The upward shifting of the bulbopontine sulcus and the lower extreme of cerebella tonsil might be implicated in the mechanisms of postoperative syrinx resolution.
评估后颅窝减压术(PFD)后脑延髓和小脑位置的变化,并探讨其对青少年Chiari畸形(CM)合并脊髓空洞症预后的影响。

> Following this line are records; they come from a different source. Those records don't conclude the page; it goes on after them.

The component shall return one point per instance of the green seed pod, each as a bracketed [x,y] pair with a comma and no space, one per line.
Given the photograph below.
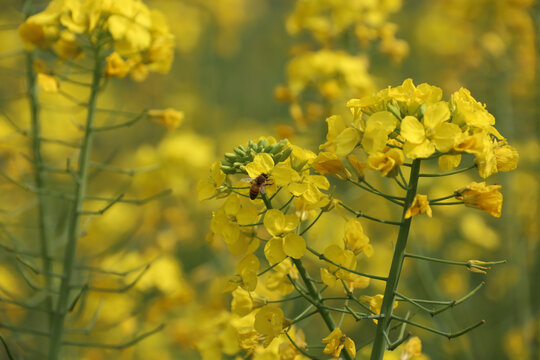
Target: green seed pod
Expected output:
[275,148]
[228,170]
[239,151]
[420,111]
[285,154]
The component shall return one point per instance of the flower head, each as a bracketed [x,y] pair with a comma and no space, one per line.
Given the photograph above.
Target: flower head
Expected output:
[420,205]
[336,341]
[480,196]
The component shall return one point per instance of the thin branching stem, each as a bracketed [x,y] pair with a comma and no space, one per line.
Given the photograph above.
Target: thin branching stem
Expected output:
[449,335]
[358,213]
[372,190]
[449,172]
[324,258]
[39,177]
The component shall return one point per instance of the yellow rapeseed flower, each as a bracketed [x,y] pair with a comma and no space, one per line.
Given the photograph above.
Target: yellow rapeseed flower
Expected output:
[336,341]
[356,240]
[420,205]
[412,348]
[283,243]
[116,66]
[170,118]
[329,163]
[269,322]
[433,133]
[47,82]
[386,162]
[480,196]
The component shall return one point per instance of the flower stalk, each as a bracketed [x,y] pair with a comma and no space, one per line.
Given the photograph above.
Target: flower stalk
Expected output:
[379,344]
[57,326]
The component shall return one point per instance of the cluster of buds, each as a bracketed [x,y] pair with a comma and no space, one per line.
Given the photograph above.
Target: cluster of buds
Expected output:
[236,161]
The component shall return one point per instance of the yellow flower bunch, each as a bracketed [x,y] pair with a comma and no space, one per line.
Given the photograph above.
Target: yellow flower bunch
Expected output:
[287,194]
[327,20]
[414,122]
[139,38]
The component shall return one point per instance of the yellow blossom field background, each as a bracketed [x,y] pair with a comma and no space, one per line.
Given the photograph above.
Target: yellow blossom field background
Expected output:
[179,84]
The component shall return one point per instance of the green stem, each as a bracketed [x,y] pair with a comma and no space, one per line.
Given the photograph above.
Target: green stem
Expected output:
[469,264]
[379,345]
[57,327]
[316,297]
[44,238]
[449,172]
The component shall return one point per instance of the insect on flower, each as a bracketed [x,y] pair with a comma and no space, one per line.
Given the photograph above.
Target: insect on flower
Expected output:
[257,185]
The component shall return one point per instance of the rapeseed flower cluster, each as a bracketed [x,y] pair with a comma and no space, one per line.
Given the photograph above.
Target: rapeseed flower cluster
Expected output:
[138,38]
[391,129]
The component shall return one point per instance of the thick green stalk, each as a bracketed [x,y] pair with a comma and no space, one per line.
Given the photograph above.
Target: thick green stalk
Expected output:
[57,327]
[379,344]
[44,238]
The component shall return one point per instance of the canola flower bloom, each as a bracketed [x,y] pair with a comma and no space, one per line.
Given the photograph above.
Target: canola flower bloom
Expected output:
[140,38]
[391,133]
[170,118]
[412,348]
[420,205]
[483,197]
[336,341]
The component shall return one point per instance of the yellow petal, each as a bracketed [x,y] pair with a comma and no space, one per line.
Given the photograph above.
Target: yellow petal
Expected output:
[449,162]
[205,190]
[328,278]
[273,250]
[436,114]
[290,222]
[349,346]
[445,136]
[412,130]
[261,164]
[378,126]
[283,175]
[274,221]
[346,141]
[294,245]
[298,189]
[423,150]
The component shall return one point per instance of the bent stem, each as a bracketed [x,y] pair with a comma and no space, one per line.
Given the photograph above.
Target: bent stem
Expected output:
[379,345]
[313,294]
[57,326]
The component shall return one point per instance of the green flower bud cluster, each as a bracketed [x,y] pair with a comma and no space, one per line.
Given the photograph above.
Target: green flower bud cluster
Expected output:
[236,161]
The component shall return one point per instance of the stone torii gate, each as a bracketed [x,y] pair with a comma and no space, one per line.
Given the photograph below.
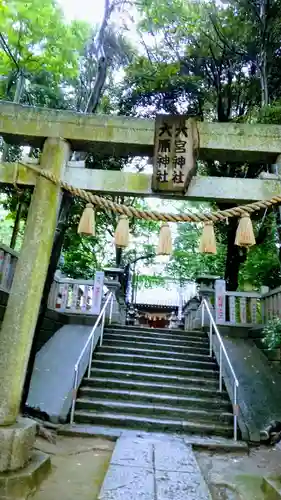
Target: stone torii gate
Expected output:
[59,132]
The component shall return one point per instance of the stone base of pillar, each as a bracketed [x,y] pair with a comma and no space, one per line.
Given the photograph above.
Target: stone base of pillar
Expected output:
[21,469]
[21,484]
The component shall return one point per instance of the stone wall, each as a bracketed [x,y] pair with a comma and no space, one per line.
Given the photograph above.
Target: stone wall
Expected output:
[273,355]
[51,323]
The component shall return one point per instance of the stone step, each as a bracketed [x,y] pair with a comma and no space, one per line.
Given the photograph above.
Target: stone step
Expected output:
[191,388]
[158,337]
[206,363]
[159,410]
[155,368]
[157,346]
[152,423]
[148,378]
[192,342]
[136,395]
[154,352]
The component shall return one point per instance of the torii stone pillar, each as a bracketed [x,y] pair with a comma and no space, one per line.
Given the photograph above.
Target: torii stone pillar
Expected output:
[23,305]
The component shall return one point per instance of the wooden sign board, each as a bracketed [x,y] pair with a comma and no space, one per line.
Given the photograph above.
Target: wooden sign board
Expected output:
[175,143]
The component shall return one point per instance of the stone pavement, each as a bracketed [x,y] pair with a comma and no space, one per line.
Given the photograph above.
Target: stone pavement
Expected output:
[148,467]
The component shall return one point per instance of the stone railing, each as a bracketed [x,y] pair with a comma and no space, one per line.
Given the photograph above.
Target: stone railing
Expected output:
[73,296]
[271,304]
[8,262]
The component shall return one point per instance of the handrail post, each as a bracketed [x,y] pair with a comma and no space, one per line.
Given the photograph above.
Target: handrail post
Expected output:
[203,313]
[90,357]
[74,393]
[211,338]
[220,368]
[102,328]
[235,411]
[111,309]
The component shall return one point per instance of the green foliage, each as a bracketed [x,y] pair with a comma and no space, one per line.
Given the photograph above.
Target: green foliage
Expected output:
[272,333]
[40,39]
[187,263]
[270,114]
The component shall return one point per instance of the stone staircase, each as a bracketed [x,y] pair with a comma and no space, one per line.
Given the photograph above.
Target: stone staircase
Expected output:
[156,380]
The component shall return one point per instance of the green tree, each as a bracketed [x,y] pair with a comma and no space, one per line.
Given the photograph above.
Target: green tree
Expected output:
[200,59]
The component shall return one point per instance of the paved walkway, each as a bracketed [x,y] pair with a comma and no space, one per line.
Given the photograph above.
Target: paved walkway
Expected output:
[147,467]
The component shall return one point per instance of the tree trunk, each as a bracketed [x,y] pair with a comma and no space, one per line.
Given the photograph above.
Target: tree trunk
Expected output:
[118,256]
[17,98]
[66,204]
[234,258]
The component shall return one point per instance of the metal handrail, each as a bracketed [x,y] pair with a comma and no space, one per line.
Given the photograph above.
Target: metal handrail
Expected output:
[222,351]
[90,339]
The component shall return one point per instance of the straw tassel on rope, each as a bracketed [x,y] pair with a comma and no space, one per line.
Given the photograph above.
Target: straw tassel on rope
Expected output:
[208,239]
[87,221]
[165,246]
[122,233]
[245,234]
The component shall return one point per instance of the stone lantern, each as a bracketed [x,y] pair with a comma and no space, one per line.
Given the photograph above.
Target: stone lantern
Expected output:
[173,321]
[206,290]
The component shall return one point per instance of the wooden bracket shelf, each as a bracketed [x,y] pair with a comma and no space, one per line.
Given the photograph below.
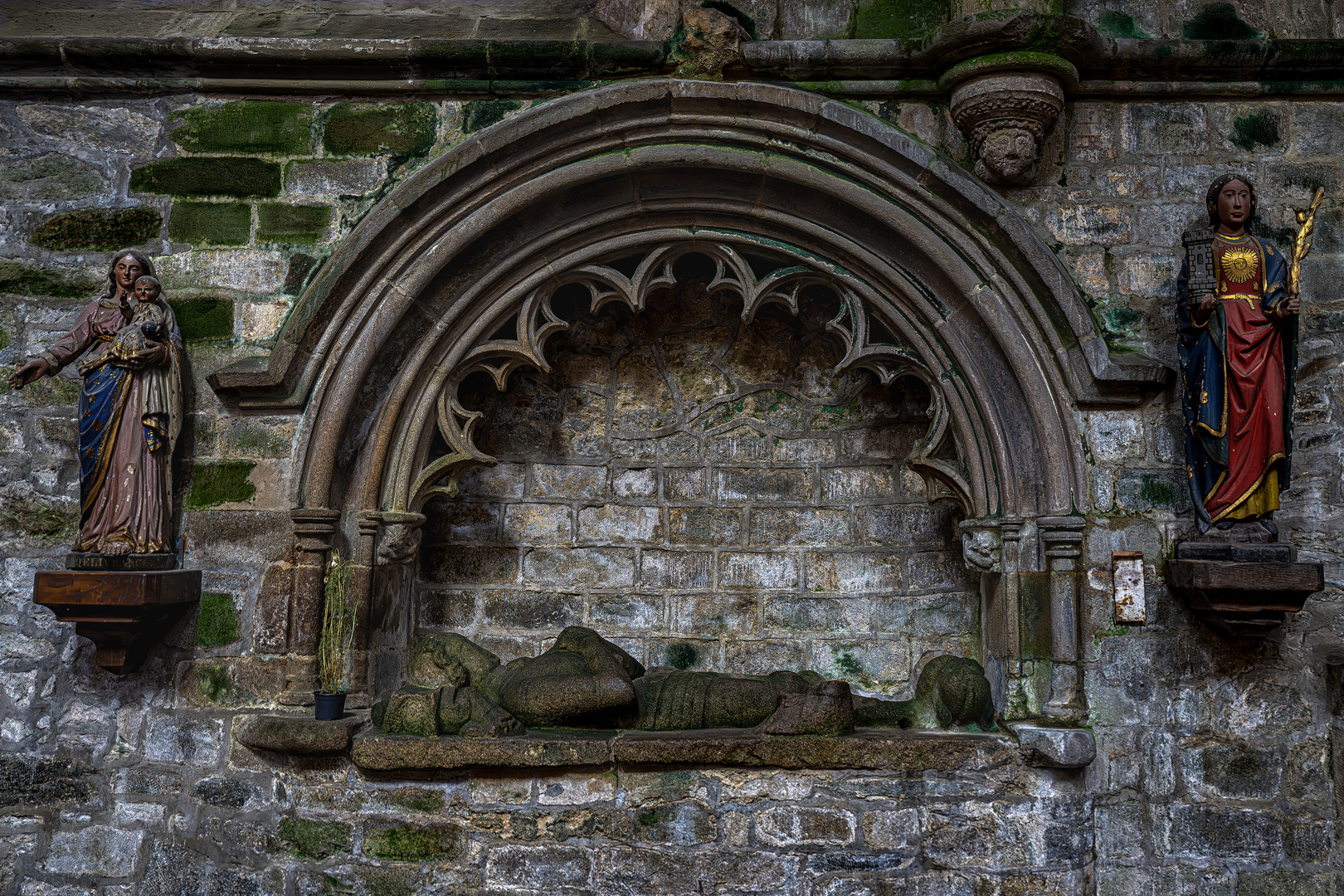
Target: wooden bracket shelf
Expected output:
[123,613]
[1242,590]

对2006年9月至2011年9月期间所有CM患者进行回顾性研究。根据纳入标准,最终纳入46例患者,其中男性25例,女性21例。初始年龄和随访时间平均分别为13.9岁(范围10 - 17岁)和13个月(范围6 - 52个月)。在矢状位MRI上,术前及术后(随访≥6个月)评估以下参数:延髓脑桥沟的纵向和横向位置、第四脑室顶点、小脑扁桃体下端、颈髓角、最大空洞/脊髓(S/C)比值及空洞长度。使用配对样本t检验分析这些参数的变化,对于具有统计学意义的参数,进一步进行双变量相关分析以研究它们与空洞消退的关系。
在最近一次随访时,31例患者(67.4%)观察到延髓脑桥沟上移,35例患者(76.0%)出现小脑扁桃体下端上移。术后最大S/C比值和空洞长度显著改善(t = 7.114和7.816,P = 0.000)。40例患者(86.9%)空洞明显消退,具体而言,最大S/C比值和空洞长度的平均改善率分别为32%±30%和43%±33%。此外,双变量相关分析显示空洞消退与延髓脑桥沟上移(r = 0.332,P = 0.027)和小脑下端上移(r = 0.298,P = 0.044)显著相关。
延髓脑桥沟和小脑扁桃体下端上移可能与术后空洞消退机制有关。